The question is: what will be voted on? It’s clear that Remain (that is, unconditional revocation of Article 50) will have to be one of the options. On the other side, there’s May’s failed deal with the EU (possibly tweaked further in the interim) and No Deal. Given that the Brits don’t understand preferential voting, my guess is that one of these will be ruled out. From a procedural perspective, I think the fairest choice would be the clearest. On the one side, reverse the result of the last referendum. On the other side carry it through regardless of what the EU thinks.
To be clear, “No Deal” doesn’t really mean that. A literal no deal would see Britain reduced to food rationing in a matter of weeks, air travel cancelled immediately and so on. In reality, “No Deal” means a series of emergency deals, cobbled together in circumstances where the EU faces significant but manageable economic costs, while the UK faces catastrophe. My guess is this would imply, for example, that EU airlines would ensure that air travel continued, but that British airlines would get short shrift. Perhaps the British side could call in Donald Trump, master deal-maker, to help drive a better bargain.
Repost from December
On 29 March this year[1,2], if nothing else changes, the UK will leave the European Union under the terms of Article 50. Unsurprisingly, lots of scenarios are being scripted, but the one I see as most likely doesn’t seem to be among them.
I expect that nothing much will happen until about 28 March. May won’t get a deal that can pass through Parliament. If she allows a vote at all, it won’t be until late January and it won’t pass. At that point, or possibly before, Labor will try a motion of no-confidence which will also not pass. There will be a push for a second referendum, but that will be stymied by the fact that the current law requires a minimum of 12 weeks to hold such an exercise, and that will be too late. There may also be an attempt to get an extension of time for the Article 50 notice, but at least one of the EU27 will find a reason to block it.
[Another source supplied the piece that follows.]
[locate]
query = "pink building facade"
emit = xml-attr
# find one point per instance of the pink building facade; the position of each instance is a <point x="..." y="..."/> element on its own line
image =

May will keep stalling for time, as she has done since taking office, until the deadline approaches. At that point, the ports will start to clog up, as shippers try to move goods across the channel before the No Deal exit. There will be attempts to negotiate temporary “No Deal deals” to smooth the flow, but they won’t go anywhere. By March 28, or maybe a bit earlier, panic buying will empty supermarket shelves and stockpiles of medicine.
At that point, the prospect of NO Deal will become too terrifyingly real to contemplate and there will be only one option left. Britain unilaterally revokes its Article 50 declaration, and everyone agrees to forget the whole sorry business.
Feel free to point out plot holes, or suggest your own script.
fn1. Rather less momentously, I will turn 63.
fn2. It’s generally good to be cautious about revealing your birthdate online. But mine is on Wikipedia, so I guess there’s no harm in that.